Joined by Sens. Amy Klobuchar (D-Minn.) and Catherine Cortez Masto (D-Nev.), the campaigners held a press conference in the nation's capital urging the Senate to pass--by May 30 at the latest--the drug-price provisions that the House approved in November as part of the Build Back Better package.
"It is unacceptable that in a nation as wealthy as ours, one in four people have difficulty affording their prescriptions."
That legislation, which Sen. Joe Manchin (D-W.Va.) and other corporate Democrats tanked, would have capped insulin co-payments and allowed Medicare to negotiate the prices of a subset of prescription drugs directly with the pharmaceutical industry--proposals that the pharma lobby worked aggressively to kill.
"The moment for action is now," David Mitchell, the founder of Patients For Affordable Drugs Now (P4A), said Tuesday. "After years of promises to lower the prices of prescription drugs, voters are demanding elected officials follow through and pass meaningful reforms to fix the U.S. drug pricing system."
"The House of Representatives has done its job by passing comprehensive reform, and the president has endorsed the package," added Mitchell, a cancer patient whose medications carry a list price of more than $900,000 per year. "It now falls to the Senate, through the reconciliation process, to enact the policies. The votes are there for this historic legislation, which will change the trajectory of drug prices in the United States and finally put patients first."
Meg Jackson-Drage, a fibromyalgia patient and Medicare beneficiary who traveled from Salt Lake City, Utah to attend the Tuesday event, said she needs one to two bottles per month of the pain medication Lyrica to manage her condition.
"Lyrica is priced at over $850 for just one bottle," said Jackson-Drage. "I cannot afford that.
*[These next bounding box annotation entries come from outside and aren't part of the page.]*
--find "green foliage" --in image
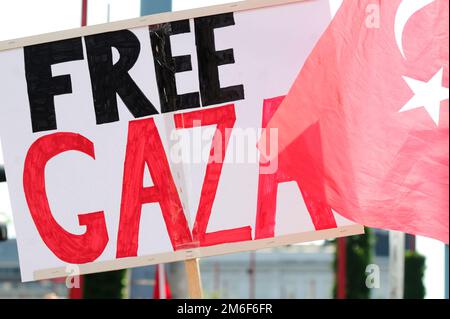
[404,251,425,299]
[333,228,374,299]
[83,270,127,299]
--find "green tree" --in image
[403,251,425,299]
[83,270,127,299]
[333,228,374,299]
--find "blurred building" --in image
[0,230,402,299]
[200,244,389,299]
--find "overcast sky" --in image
[0,0,444,298]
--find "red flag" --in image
[260,0,449,243]
[153,265,172,299]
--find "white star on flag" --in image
[399,68,449,125]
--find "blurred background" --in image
[0,0,449,299]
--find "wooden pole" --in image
[184,258,203,299]
[389,230,405,299]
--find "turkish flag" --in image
[260,0,449,243]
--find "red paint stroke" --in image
[23,133,109,264]
[174,104,252,246]
[116,118,192,258]
[255,96,337,239]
So I made the very tough decision to go without it--forcing myself to live in pain, take less-than-ideal medications, go on disability, and retire early."
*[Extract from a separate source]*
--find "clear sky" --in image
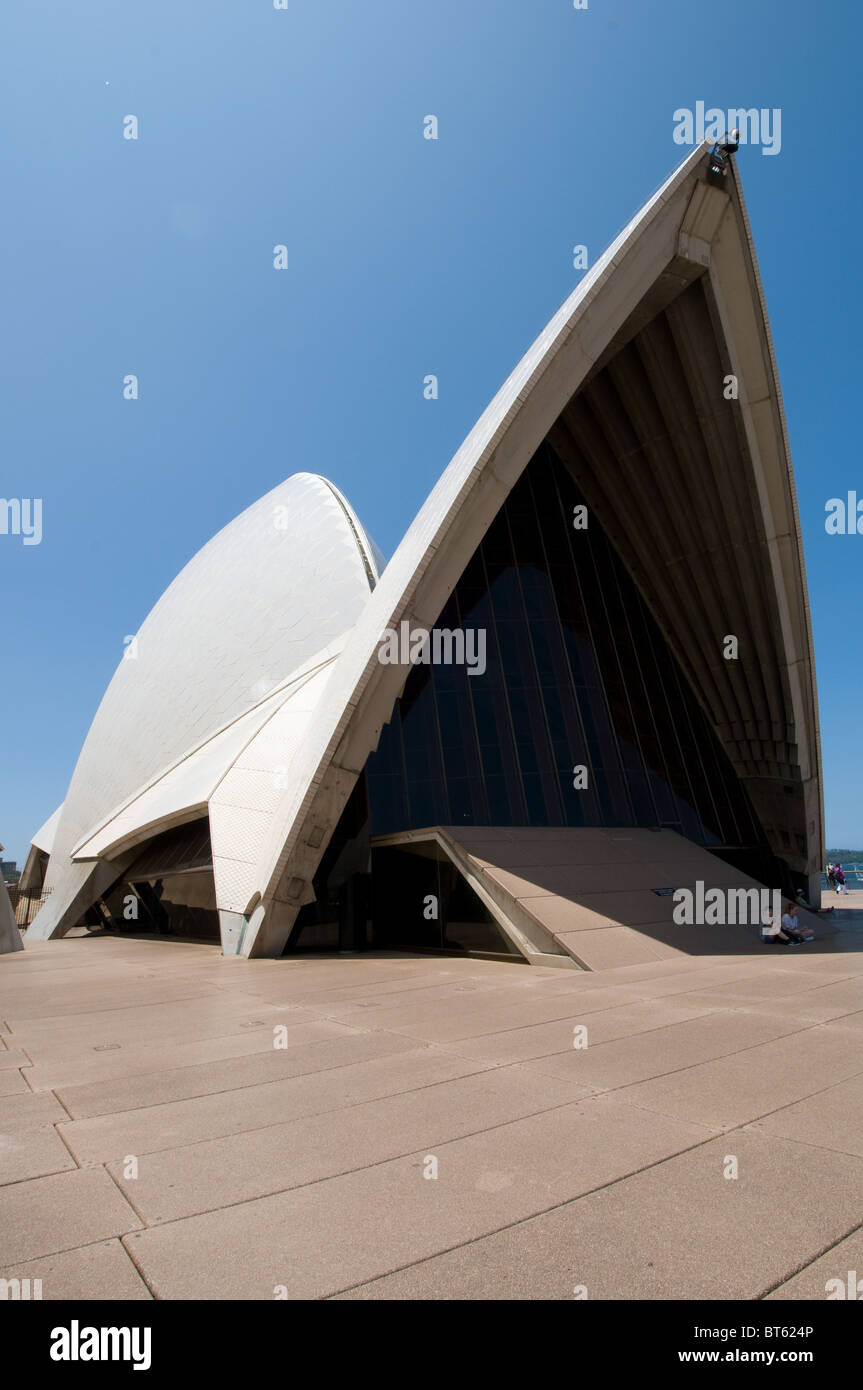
[0,0,863,863]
"We shouldn't have to live in this reality," she continued. "That is why I flew all the way from Salt Lake this week to come here and beg the Senate to finally deliver on its promise to bring relief to me and millions of Americans."
To bolster its case for Senate action, P4A released new national survey data showing that 79% of likely U.S. voters see what drug companies charge for prescription medicines as "unreasonable." The poll, unveiled months ahead of the midterm elections, also found that 85% of likely voters believe action to lower drug prices should be an "important priority" for Congress.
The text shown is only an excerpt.